DESATANDO NÓS – Imigração para os EUA

Mark Morais
A canção do personagem Maui na divertida animação Moana reflete o espanto que os reles mortais deveriam sentir diante do poderoso semideus, interpretado por Dwayne “The Rock” Johnson. Pois deve ter sido exatamente assim que o pessoal do USCIS deve ter se sentido ao se deparar com o caso que vamos relatar aqui, e que a Mark Morais Law Firm só conseguiu reverter com muito conhecimento e experiência, consertando um erro do USCIS e garantindo o Green Card para -mais uma!- cliente.

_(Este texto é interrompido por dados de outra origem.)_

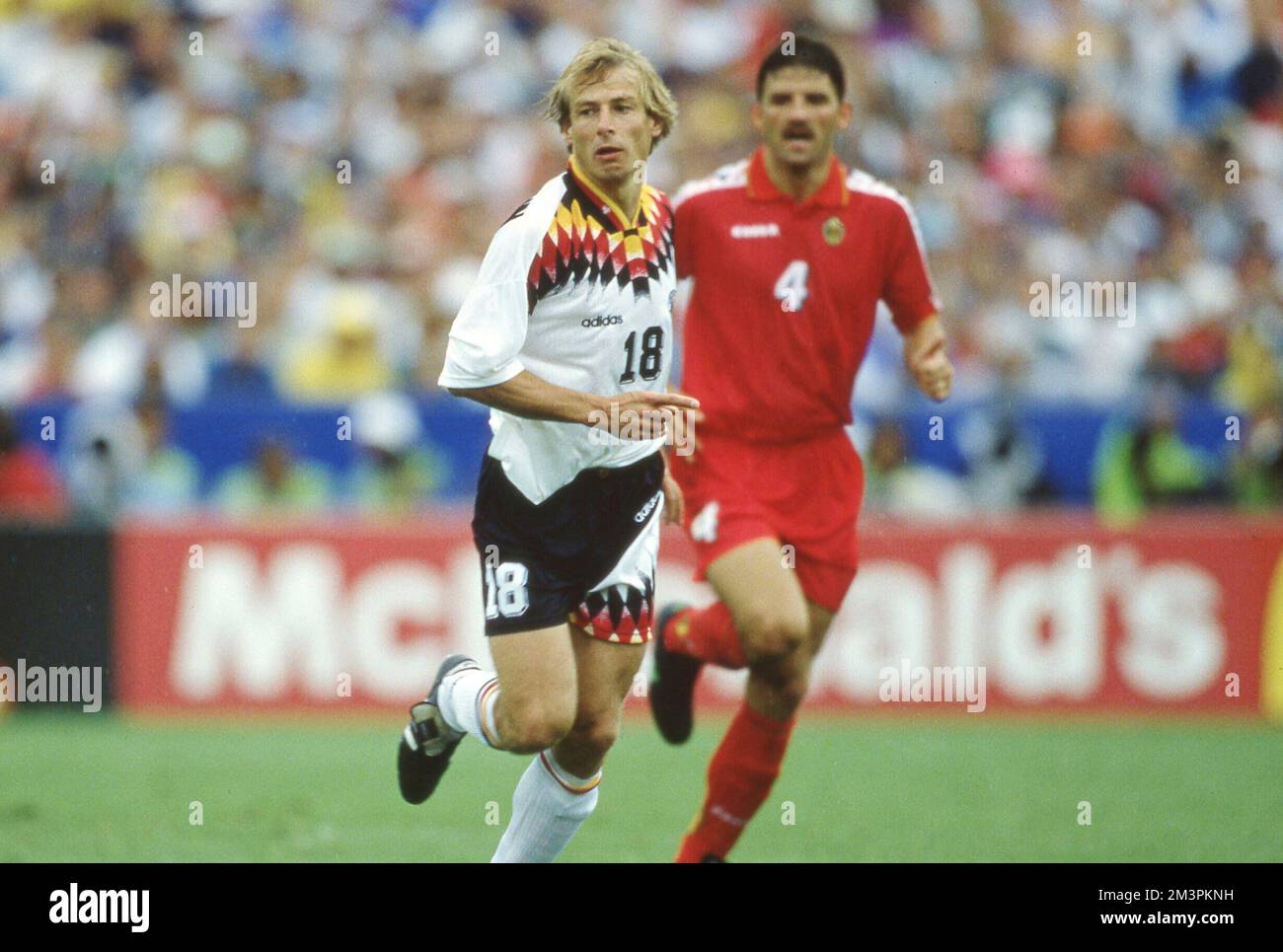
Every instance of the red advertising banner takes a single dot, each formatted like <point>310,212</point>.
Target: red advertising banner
<point>1181,615</point>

Antes de prosseguir, um alerta: muitas pessoas sonham em imigrar legalmente para os Estados Unidos, mas acham que o processo imigratório é “fácil” e, por isso, procuram por “consultorias” baratas. Afinal, pensam, basta apenas “juntar a documentação e preencher uns formulários” e a mágica acontece, não havendo necessidade de investir em advogados que “se acham” só porque fizeram faculdade de Direito nos EUA e passaram no facílimo exame da Ordem. E existem muitos “profissionais” no mercado que alimentam essa falácia para cobrar valores irrisórios por sua atuação; no entanto, esses “profissionais” acabam perdendo os processos e deixando seus clientes a ver navios, sem o sonhado Green Card e muitos dólares mais pobres. É o famoso “barato que sai caro”.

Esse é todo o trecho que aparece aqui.